Sergio Vadillo Lora ha venido posicionando su marca personal bajo el nombre de “Sociedad Valiente”, un concepto que, en apariencia, busca cohesionar ciudadanos bajo una narrativa de participación. Sin embargo, lo que empieza a emerger no es precisamente un movimiento social, sino algo que huele más a estrategia comercial disfrazada de causa.
Hoy aparece en escena Gran Sureste Desarrollos, una inmobiliaria que —qué conveniente— ofrece descuentos exclusivos a quienes forman parte de “Sociedad Valiente”. ¿Casualidad? Difícil de creer. Más bien parece una jugada donde la estructura social sirve como cartera de clientes potenciales. Porque cuando una “comunidad” termina vinculada a beneficios de compra de terrenos, la línea entre ciudadanía y negocio simplemente desaparece.
Aquí la pregunta es directa:
¿Se está construyendo un movimiento… o una base de consumidores cautivos?
Pero el tema no termina ahí.
El historial de Vadillo tampoco es menor. Su paso por el círculo cercano de Rolando Zapata Bello —primero como secretario particular cuando éste era Secretario General de Gobierno (2007-2012), su salida en 2009 y posterior regreso para convertirse en Jefe del Despacho hasta 2018— lo colocó en posiciones estratégicas del poder. Es decir, no estamos hablando de un improvisado.
Y justamente por eso, las cuentas deberían ser claras.
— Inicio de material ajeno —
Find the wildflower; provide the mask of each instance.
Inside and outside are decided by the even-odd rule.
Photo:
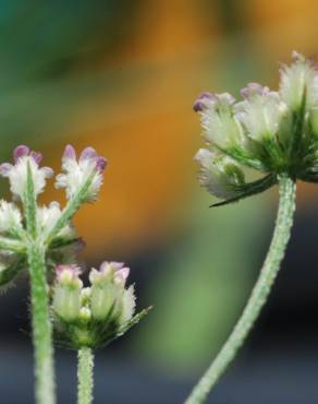
[[[0,234],[14,235],[22,230],[22,215],[12,202],[0,201]]]
[[[97,348],[120,336],[146,313],[135,314],[134,287],[126,287],[130,269],[103,262],[91,269],[83,287],[80,269],[58,265],[52,311],[57,341],[73,348]]]
[[[280,95],[292,110],[318,106],[318,72],[301,54],[293,52],[293,63],[281,69]]]
[[[44,191],[47,178],[51,178],[53,170],[50,167],[39,167],[42,159],[40,153],[30,151],[27,146],[17,146],[13,152],[14,165],[3,163],[0,175],[8,177],[10,189],[17,199],[23,199],[26,189],[27,170],[29,167],[36,195]]]
[[[203,93],[194,105],[200,114],[204,138],[220,148],[233,147],[243,141],[243,129],[234,116],[234,97],[228,93]]]
[[[56,187],[65,188],[70,200],[87,183],[83,201],[95,201],[102,185],[106,165],[106,158],[91,147],[84,148],[77,162],[74,147],[68,145],[62,158],[63,174],[57,176]]]
[[[54,312],[63,321],[74,321],[78,318],[83,287],[80,273],[80,269],[75,265],[57,266],[53,307]]]
[[[231,157],[200,148],[195,161],[200,164],[199,181],[210,193],[221,199],[236,197],[245,181],[242,169]]]
[[[281,69],[279,92],[249,83],[241,96],[203,93],[195,102],[208,144],[195,157],[200,183],[228,203],[270,188],[281,174],[318,182],[316,68],[294,52]],[[245,181],[244,167],[262,177]]]
[[[58,219],[61,217],[62,211],[59,202],[51,202],[48,206],[41,206],[37,210],[37,219],[39,231],[45,238],[56,226]],[[72,239],[75,237],[75,230],[70,223],[59,231],[58,237],[62,239]]]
Porque si uno intenta hacer números —aun otorgándole un salario equivalente al de un gobernador— simplemente no cuadran con el nivel de gasto que hoy exhibe:
Campañas constantes de propaganda
Espectaculares visibles en distintos puntos
Eventos masivos, como la reciente celebración del Día de la Madre con miles de asistentes
Distribución personalizada de regalos, como panecillos enviados a domicilios específicos
Esto último abre otra interrogante aún más delicada:
¿De dónde salió la base de datos con nombres, direcciones y fechas de cumpleaños?
No es un tema menor. Es información personal. Y cuando se utiliza con fines políticos o de posicionamiento, sin transparencia, se entra en un terreno peligroso que raya en la violación de la privacidad.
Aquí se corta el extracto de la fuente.